Transfer of NMDAR2 cDNAs increases endogenous NMDAR1 protein and induces expression of functional NMDA receptors in PC12 cells.

The pheochromocytoma cell line (PC12) has been used as a model system for the study of regulation of expression of NMDA receptors. PC12 cells express a substantial amount of NMDAR1 subunit (NR1) mRNA, whereas they express only a small amount of NR1 protein. The level of functional NMDA receptor expression is almost negligible. To test the possibility that NMDAR2 subunits (NR2) control expression of functional NMDA receptors as well as NR1 protein, we transferred NR2A-D cDNAs into PC12 cells using adenovirus vectors. Prominent NMDA receptor-mediated currents were recorded in PC12 cells to which NR2A or NR2B cDNA was delivered without NR1 cDNA. The amplitudes of these responses were similar to those in PC12 cells to which NR1 cDNA was delivered together with NR2A or NR2B cDNA. In cells to which either NR2C or NR2D cDNA alone was delivered, NMDA receptor-mediated currents were also detected, although to a much lesser extent.

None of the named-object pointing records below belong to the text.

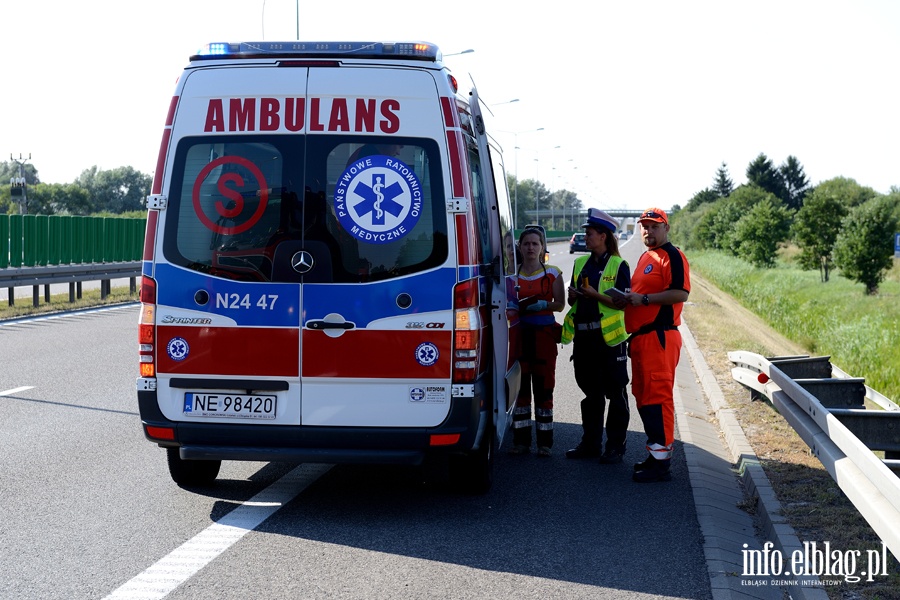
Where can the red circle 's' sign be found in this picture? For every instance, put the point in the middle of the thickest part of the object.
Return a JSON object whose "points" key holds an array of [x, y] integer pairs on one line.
{"points": [[231, 192]]}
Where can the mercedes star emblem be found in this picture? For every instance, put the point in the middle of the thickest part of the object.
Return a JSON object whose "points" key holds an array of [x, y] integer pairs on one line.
{"points": [[302, 262]]}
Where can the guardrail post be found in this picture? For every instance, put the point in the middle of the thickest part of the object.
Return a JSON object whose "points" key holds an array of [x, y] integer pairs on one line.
{"points": [[4, 241], [16, 240]]}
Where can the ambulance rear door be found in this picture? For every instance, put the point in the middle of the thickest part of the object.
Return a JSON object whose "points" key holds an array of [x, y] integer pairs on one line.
{"points": [[490, 182], [376, 321]]}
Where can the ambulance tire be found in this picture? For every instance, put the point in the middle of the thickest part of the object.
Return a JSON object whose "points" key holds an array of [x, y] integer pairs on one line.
{"points": [[473, 473], [191, 473]]}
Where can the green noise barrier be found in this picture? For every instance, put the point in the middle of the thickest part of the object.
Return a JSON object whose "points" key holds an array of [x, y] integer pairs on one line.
{"points": [[51, 240]]}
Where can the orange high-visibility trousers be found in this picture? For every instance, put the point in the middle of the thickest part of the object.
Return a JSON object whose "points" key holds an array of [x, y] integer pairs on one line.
{"points": [[652, 383]]}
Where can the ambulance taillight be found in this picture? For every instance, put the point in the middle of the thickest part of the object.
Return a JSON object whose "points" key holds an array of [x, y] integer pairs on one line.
{"points": [[466, 332], [147, 328]]}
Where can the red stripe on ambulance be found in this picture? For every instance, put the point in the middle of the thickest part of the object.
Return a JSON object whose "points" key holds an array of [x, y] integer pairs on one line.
{"points": [[249, 351], [374, 354]]}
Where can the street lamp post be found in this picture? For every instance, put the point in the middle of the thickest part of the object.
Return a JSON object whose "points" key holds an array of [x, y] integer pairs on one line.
{"points": [[19, 187], [537, 190], [516, 149]]}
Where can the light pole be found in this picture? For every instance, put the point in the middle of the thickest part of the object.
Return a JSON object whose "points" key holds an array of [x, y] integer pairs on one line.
{"points": [[537, 190], [516, 150], [19, 187]]}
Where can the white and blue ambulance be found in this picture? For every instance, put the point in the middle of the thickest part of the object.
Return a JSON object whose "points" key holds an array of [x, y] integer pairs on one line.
{"points": [[327, 264]]}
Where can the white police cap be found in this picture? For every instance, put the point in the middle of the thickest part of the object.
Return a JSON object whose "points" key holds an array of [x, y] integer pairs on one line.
{"points": [[598, 217]]}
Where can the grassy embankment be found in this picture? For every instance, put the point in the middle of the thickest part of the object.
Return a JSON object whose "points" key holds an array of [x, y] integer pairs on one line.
{"points": [[861, 333], [60, 302]]}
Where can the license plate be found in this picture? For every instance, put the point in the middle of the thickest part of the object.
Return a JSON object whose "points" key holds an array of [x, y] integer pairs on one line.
{"points": [[233, 406]]}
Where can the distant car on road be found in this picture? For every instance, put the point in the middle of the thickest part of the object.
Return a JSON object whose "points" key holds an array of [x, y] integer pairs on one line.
{"points": [[576, 244]]}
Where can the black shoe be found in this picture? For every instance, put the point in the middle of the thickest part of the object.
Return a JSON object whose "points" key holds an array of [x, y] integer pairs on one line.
{"points": [[582, 451], [611, 457], [648, 463], [653, 474]]}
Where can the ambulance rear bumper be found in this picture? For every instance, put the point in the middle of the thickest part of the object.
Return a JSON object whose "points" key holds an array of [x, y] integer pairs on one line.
{"points": [[332, 445]]}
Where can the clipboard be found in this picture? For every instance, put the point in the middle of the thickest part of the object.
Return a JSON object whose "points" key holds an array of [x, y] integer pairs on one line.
{"points": [[615, 293]]}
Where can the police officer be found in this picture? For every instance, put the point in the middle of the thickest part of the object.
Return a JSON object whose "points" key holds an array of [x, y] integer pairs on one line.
{"points": [[597, 328]]}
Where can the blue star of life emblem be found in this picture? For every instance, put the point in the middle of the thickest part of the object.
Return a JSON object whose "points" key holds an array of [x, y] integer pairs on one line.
{"points": [[177, 348], [427, 354], [378, 199]]}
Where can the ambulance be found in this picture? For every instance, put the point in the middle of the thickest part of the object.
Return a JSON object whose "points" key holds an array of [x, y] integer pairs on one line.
{"points": [[328, 272]]}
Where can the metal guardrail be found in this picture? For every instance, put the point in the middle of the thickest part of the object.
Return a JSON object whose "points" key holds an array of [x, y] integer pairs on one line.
{"points": [[826, 408], [35, 277]]}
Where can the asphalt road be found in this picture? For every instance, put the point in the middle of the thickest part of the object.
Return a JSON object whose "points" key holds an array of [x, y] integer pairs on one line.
{"points": [[87, 508]]}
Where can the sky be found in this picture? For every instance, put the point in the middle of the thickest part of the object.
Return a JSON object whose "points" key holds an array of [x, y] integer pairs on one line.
{"points": [[639, 103]]}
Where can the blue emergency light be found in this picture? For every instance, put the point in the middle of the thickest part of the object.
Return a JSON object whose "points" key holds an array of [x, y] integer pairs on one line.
{"points": [[404, 50]]}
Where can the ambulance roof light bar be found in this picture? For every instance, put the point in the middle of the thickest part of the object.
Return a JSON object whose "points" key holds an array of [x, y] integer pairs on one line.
{"points": [[398, 50]]}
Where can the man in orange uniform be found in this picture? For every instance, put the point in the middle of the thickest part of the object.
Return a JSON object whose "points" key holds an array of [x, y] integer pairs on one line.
{"points": [[660, 284]]}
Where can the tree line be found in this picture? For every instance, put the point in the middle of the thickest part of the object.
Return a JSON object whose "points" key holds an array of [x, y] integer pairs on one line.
{"points": [[835, 224], [94, 191]]}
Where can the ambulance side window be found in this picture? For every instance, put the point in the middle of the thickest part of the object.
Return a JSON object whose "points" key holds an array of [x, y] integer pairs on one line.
{"points": [[480, 204], [503, 206]]}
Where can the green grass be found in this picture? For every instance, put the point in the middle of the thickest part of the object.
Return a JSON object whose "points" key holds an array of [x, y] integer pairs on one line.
{"points": [[23, 307], [861, 333]]}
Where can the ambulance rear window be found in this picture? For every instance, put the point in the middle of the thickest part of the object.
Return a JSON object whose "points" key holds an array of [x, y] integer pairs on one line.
{"points": [[365, 209]]}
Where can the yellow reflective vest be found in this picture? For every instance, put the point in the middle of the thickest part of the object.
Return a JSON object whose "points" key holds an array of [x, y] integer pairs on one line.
{"points": [[612, 321]]}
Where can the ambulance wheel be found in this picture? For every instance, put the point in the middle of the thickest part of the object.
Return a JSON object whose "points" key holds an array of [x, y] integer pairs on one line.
{"points": [[473, 473], [189, 473]]}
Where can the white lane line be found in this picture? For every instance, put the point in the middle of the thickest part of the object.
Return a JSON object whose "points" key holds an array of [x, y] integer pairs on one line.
{"points": [[185, 561], [16, 390]]}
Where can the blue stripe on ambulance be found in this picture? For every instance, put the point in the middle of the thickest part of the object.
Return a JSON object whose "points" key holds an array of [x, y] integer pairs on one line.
{"points": [[430, 291], [248, 304]]}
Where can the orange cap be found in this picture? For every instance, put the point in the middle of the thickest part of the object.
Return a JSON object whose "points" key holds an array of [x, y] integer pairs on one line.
{"points": [[654, 214]]}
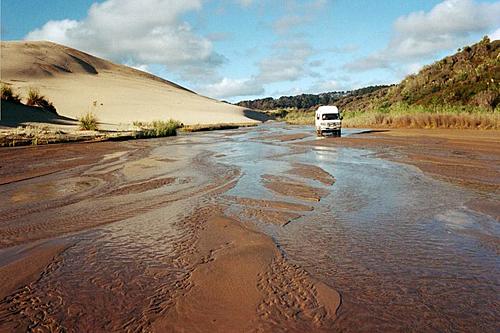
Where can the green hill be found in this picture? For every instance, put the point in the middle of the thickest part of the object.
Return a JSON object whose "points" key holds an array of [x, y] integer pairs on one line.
{"points": [[459, 91], [466, 80]]}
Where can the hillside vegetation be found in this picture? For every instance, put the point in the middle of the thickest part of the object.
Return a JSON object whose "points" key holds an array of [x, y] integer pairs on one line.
{"points": [[304, 101], [459, 91]]}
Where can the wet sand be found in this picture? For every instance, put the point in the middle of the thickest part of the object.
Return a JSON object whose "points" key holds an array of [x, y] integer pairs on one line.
{"points": [[231, 231]]}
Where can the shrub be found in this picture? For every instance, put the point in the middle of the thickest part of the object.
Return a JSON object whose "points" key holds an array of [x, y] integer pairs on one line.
{"points": [[8, 95], [36, 99], [158, 128], [88, 122]]}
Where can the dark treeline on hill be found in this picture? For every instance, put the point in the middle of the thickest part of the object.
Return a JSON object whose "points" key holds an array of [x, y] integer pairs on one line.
{"points": [[305, 101], [470, 78]]}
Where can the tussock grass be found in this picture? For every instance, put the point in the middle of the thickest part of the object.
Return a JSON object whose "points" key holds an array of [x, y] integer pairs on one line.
{"points": [[36, 99], [215, 127], [404, 116], [293, 116], [88, 122], [7, 94], [157, 128]]}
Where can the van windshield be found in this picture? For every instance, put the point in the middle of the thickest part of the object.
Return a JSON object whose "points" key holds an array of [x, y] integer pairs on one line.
{"points": [[330, 116]]}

These results showed that NR2 proteins produced by gene transfer are co-assembled with the endogenous NR1 protein to form functional heteromeric receptors. The delivery of NR2A-D cDNAs also increased the amount of NR1 protein but not that of NR1 mRNA, suggesting that this protein increase is due to post-transcriptional mechanisms. The effects of NR2A-B gene transfer on expression of NR1 protein were much more efficient than those of NR2C-D gene transfer.